Her visitor was a strange little nun whom she had not seen before. Over her slim figure the white serge habit fell in such graceful, mediæval lines as Evelyn had seen in German cathedrals; and her face was delicate and childlike beneath the white forehead band. She came forward with a diffident little smile.
"Reverend Mother sent me to you; she is watching now, or she would have come herself, but she thought you might like me to take you round the garden. She will join us there when she comes out of church. But Reverend Mother said you must do just as you liked."

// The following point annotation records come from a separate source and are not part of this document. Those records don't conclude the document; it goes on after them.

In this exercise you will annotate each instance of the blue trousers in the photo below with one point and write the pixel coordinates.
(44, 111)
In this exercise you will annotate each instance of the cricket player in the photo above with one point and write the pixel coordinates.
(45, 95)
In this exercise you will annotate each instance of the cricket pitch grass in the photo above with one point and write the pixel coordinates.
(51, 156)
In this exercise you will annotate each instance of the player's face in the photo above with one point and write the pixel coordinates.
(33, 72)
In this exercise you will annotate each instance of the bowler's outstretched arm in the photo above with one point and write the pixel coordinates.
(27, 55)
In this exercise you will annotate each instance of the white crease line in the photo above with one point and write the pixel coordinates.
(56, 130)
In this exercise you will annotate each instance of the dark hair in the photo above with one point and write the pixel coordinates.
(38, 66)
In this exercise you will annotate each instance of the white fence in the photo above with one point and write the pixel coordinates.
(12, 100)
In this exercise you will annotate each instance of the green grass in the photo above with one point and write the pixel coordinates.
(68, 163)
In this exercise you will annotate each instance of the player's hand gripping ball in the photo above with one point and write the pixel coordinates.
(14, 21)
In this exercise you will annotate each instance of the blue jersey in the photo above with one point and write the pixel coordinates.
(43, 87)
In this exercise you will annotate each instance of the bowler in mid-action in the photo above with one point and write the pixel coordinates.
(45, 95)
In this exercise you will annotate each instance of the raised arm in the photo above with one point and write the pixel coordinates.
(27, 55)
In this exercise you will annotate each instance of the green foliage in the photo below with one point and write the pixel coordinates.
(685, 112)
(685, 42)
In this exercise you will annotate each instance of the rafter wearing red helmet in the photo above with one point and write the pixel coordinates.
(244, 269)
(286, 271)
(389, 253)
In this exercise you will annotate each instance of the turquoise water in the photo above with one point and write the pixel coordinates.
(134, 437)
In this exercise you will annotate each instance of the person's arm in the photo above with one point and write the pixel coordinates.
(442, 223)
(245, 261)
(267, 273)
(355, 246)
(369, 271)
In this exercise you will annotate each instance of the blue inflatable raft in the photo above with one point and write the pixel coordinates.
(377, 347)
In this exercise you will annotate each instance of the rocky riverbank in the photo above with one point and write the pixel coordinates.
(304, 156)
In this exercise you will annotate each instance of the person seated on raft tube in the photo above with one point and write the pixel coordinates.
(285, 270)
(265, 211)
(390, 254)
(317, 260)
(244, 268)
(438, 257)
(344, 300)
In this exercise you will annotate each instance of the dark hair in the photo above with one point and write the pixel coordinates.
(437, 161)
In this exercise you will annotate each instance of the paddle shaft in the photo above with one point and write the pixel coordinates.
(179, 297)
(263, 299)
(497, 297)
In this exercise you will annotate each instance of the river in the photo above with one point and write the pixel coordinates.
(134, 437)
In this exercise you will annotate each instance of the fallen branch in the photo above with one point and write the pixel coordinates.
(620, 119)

The little nun corresponded to her mood even as the book had done; she seemed an apparition, a ghost risen from its pages. Her face was a thin oval, and the purity of the outline was accentuated by the white kerchief which surrounded it. The nose was slightly aquiline, the chin a little pointed, the lips well cut, but thin and colourless—lips that Evelyn thought had never been kissed, and that never would be kissed. The thought seemed disgraceful, and Evelyn noticed hastily the dark almond eyes that saved the face from insipidity; the black eyebrows were firmly and delicately drawn, her complexion, without being pale, was extraordinarily transparent, and the thin hands and long, narrow fingers, half hidden beneath the long sleeves, were in the same idea of mediæval delicacy.
"I was longing to go out, but I had not the courage. I feared it might be against the rule for me to go into the garden alone. But tell me first who you are."